Dutch trade flows are over-estimated because of the so-called 'Rotterdam effect' (or quasi-transit trade): goods bound for other EU countries arrive in Dutch ports and, according to EU rules, are recorded as extra-EU imports by the Netherlands (the country where goods are released for free circulation). This in turn increases the intra-EU flows from the Netherlands to those Member States to which the goods are re-exported.
Methodology
According to the EU concepts and definitions, extra-EU trade statistics (trade between EU Member States and non-EU countries) do not record exchanges involving goods in transit, placed in a customs warehouse or given temporary admission (for trade fairs, temporary exhibitions, tests, etc.). This is known as 'special trade'. The partner is the country of final destination of the goods for exports and the country of origin for imports.
Unit of measure
Trade values are expressed in millions or billions (109) of euros. They correspond to the statistical value, i.e. to the amount which would be invoiced in the event of sale or purchase at the national border of the reporting country.
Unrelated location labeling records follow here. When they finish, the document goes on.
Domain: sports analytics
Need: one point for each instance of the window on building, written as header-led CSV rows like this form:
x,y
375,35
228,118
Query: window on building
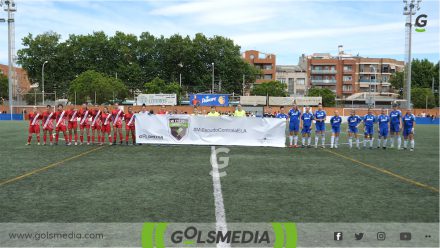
x,y
281,80
348,68
347,78
267,67
267,76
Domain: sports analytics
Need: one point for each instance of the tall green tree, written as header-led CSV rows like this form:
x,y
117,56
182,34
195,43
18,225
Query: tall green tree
x,y
328,96
159,86
272,88
136,60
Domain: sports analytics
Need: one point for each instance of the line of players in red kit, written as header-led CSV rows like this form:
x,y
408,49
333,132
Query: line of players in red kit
x,y
91,122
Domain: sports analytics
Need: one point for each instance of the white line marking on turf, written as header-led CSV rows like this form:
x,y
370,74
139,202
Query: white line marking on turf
x,y
220,216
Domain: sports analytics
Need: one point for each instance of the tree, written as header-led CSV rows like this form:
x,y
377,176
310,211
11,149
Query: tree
x,y
136,60
422,97
396,81
4,87
159,86
328,97
91,82
272,88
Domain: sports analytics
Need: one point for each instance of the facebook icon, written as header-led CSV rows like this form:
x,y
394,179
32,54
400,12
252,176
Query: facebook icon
x,y
338,236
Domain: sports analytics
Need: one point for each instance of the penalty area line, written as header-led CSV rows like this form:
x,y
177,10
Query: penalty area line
x,y
387,172
33,172
220,216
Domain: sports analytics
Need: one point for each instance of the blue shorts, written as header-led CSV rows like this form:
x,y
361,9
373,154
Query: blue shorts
x,y
336,129
306,129
294,126
320,126
383,132
407,131
353,129
395,127
369,130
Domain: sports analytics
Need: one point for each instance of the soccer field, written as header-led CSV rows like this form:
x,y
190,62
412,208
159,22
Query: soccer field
x,y
173,183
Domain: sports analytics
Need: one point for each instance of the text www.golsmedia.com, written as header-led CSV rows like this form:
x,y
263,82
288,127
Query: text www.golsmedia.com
x,y
54,236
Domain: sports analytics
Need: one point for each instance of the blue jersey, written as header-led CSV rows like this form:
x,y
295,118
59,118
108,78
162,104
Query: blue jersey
x,y
320,114
408,121
395,116
294,115
307,119
369,120
336,121
383,121
354,120
282,116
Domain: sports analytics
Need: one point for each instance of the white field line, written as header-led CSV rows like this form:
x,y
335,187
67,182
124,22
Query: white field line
x,y
220,216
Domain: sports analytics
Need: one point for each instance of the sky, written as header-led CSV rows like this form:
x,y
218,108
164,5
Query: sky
x,y
286,28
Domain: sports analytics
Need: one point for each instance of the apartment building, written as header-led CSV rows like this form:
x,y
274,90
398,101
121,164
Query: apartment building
x,y
345,74
263,61
295,77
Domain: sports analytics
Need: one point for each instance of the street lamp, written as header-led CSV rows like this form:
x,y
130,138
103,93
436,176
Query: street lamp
x,y
180,74
42,78
212,91
409,10
375,83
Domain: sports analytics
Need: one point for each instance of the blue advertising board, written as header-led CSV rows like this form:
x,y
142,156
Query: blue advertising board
x,y
209,100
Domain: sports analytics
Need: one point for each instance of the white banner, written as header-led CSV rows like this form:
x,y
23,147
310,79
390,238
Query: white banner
x,y
156,99
204,130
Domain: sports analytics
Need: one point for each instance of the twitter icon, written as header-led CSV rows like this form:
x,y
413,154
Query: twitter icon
x,y
358,236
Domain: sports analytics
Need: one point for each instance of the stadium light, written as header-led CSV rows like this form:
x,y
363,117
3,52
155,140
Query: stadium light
x,y
212,91
409,10
42,78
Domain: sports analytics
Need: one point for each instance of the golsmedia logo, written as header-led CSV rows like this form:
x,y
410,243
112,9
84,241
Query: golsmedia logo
x,y
193,236
207,235
421,23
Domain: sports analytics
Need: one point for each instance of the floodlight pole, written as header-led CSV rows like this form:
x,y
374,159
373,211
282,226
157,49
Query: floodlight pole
x,y
409,10
42,78
10,8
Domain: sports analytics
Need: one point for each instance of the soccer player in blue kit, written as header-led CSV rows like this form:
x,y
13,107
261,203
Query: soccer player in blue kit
x,y
383,119
395,117
320,116
335,121
294,117
369,120
353,123
306,127
409,122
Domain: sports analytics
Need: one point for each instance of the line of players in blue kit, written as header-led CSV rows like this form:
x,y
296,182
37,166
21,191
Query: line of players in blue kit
x,y
387,126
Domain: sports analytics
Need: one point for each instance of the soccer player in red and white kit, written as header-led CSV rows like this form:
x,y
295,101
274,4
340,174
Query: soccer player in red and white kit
x,y
60,124
129,126
84,123
117,116
106,128
48,117
72,115
96,123
34,125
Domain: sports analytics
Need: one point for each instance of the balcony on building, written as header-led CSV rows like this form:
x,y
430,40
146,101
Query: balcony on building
x,y
323,81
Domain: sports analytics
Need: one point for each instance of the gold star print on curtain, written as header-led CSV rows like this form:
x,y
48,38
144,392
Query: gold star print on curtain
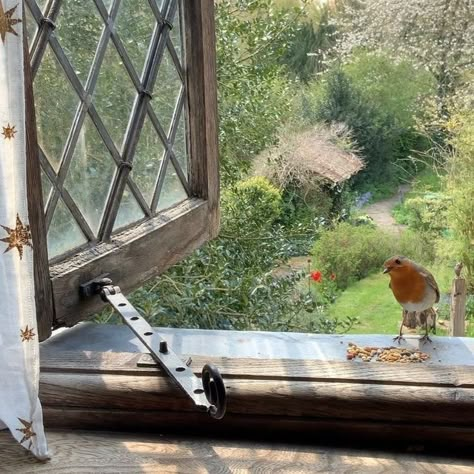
x,y
20,408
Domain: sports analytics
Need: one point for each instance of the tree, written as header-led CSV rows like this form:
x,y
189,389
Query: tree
x,y
254,91
436,34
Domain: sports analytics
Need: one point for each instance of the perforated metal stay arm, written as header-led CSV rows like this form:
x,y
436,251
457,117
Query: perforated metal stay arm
x,y
208,393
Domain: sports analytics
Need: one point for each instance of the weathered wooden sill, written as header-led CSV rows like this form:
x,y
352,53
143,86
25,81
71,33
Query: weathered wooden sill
x,y
429,404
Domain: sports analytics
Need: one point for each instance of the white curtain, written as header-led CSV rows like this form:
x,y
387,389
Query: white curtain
x,y
20,408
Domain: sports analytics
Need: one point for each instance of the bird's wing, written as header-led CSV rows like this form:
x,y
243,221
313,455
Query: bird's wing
x,y
429,279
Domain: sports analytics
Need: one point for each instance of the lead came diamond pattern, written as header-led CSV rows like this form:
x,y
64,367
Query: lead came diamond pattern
x,y
92,113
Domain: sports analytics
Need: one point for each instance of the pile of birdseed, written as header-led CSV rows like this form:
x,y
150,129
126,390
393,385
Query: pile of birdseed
x,y
385,354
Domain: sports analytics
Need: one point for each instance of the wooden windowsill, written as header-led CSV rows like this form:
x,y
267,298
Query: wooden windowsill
x,y
106,452
288,384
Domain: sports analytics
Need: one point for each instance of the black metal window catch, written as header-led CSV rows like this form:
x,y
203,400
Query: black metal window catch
x,y
208,393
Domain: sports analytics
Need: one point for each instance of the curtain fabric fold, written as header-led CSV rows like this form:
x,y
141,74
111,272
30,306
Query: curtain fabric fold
x,y
20,408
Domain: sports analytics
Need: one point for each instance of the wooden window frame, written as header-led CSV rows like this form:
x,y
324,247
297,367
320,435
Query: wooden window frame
x,y
142,251
301,399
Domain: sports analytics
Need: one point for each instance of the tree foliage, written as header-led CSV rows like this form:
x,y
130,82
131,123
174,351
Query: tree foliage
x,y
254,94
437,34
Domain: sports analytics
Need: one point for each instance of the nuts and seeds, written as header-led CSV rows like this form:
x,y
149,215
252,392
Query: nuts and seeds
x,y
385,354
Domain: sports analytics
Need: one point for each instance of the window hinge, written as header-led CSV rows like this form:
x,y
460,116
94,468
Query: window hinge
x,y
208,393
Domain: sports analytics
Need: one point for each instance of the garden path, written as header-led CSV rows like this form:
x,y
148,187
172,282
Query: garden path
x,y
381,211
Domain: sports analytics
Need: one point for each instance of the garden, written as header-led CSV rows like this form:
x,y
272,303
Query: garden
x,y
297,252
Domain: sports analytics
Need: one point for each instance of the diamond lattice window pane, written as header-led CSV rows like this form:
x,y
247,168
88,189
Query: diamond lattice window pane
x,y
129,211
79,26
108,4
180,145
167,90
42,4
64,233
31,26
172,191
46,187
135,22
56,104
175,35
114,95
90,175
147,161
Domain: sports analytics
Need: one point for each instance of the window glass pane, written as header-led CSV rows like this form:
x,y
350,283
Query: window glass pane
x,y
90,174
147,160
180,145
42,4
46,187
56,104
107,4
78,29
167,89
114,95
172,191
175,34
129,211
64,233
134,24
31,26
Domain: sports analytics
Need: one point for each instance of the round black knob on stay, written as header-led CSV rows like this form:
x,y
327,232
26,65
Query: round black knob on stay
x,y
214,388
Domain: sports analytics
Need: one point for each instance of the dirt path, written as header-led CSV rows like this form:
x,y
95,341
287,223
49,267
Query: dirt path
x,y
381,211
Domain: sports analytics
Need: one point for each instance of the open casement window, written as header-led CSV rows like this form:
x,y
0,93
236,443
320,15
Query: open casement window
x,y
125,148
125,103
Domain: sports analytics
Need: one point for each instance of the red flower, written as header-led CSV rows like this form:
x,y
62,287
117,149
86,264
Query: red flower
x,y
317,276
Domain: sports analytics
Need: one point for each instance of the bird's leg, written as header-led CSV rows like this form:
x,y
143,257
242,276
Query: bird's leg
x,y
400,338
426,338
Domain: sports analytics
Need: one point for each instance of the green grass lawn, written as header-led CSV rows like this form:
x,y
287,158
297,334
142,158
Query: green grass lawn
x,y
372,301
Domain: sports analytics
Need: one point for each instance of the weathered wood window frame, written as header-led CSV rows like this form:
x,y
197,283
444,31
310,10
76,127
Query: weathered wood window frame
x,y
149,247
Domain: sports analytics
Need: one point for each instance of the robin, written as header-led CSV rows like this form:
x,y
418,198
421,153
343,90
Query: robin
x,y
413,286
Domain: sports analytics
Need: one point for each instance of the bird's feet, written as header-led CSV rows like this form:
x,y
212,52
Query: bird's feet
x,y
398,339
424,339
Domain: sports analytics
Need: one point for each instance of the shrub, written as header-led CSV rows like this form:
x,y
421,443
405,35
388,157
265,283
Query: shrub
x,y
337,100
426,213
460,189
250,205
351,252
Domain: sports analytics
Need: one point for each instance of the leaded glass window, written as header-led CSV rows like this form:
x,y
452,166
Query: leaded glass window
x,y
111,112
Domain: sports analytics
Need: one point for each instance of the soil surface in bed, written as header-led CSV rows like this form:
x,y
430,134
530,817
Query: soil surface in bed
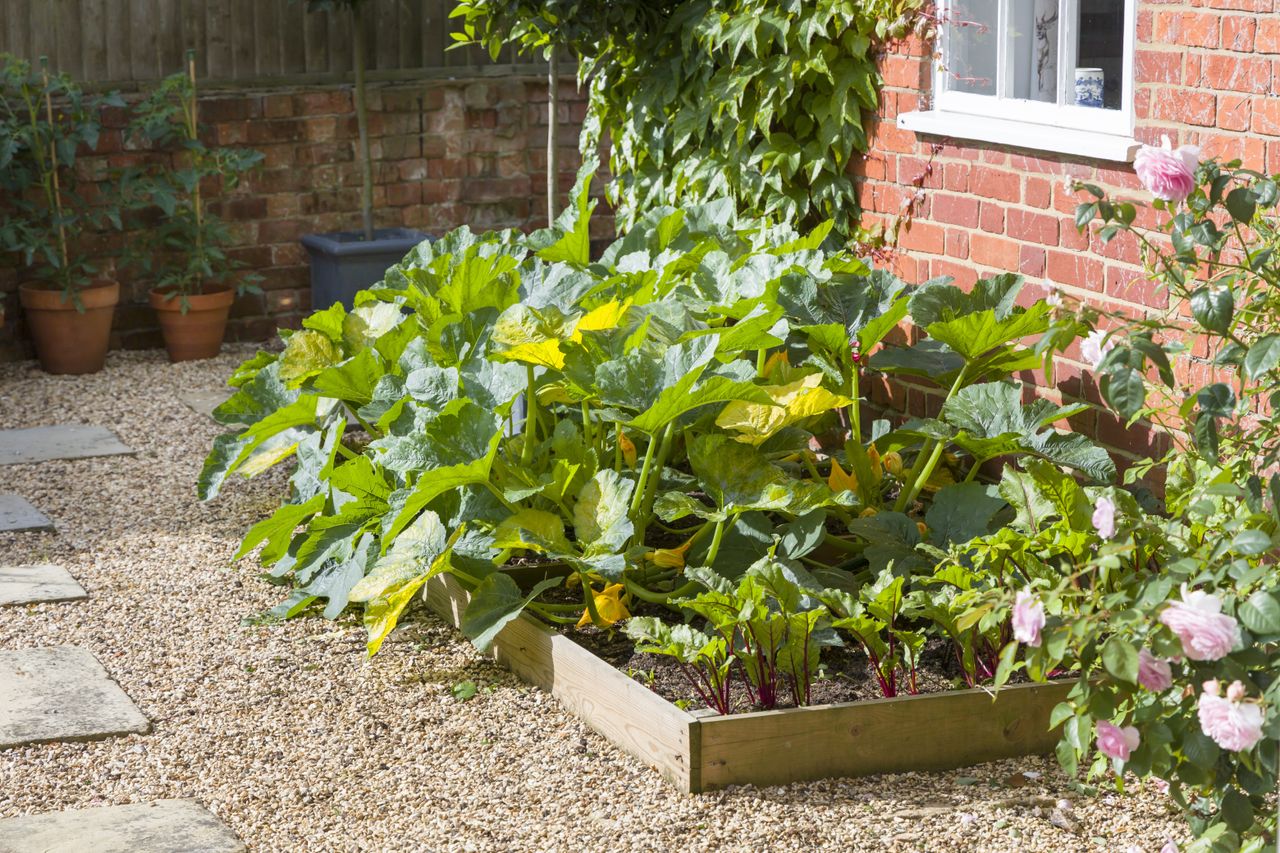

It is called a FOB value (free on board) for exports and a CIF value (cost, insurance, freight) for imports.
Context
Trade is an important indicator of Europe's prosperity and place in the world. The bloc is deeply integrated into global markets both for the products it sources and the exports it sells. The EU trade policy is one of the main pillars of the EU's relations with the rest of the world.
Because the 27 EU Member States share a single market and a single external border, they also have a single trade policy. EU Member States speak and negotiate collectively, both in the World Trade Organisation, where the rules of international trade are agreed and enforced, and with individual trading partners. This common policy enables them to speak with one voice in trade negotiations, maximising their impact in such negotiations. This is even more important in a globalised world in which economies tend to cluster together in regional groups.
The openness of the EU's trade regime has meant that the EU is the biggest player on the global trading scene and remains a good region to do business with. Thanks to the ease of modern transport and communications, it is now easier to produce, buy and sell goods around the world which gives European companies of every size the potential to trade outside Europe.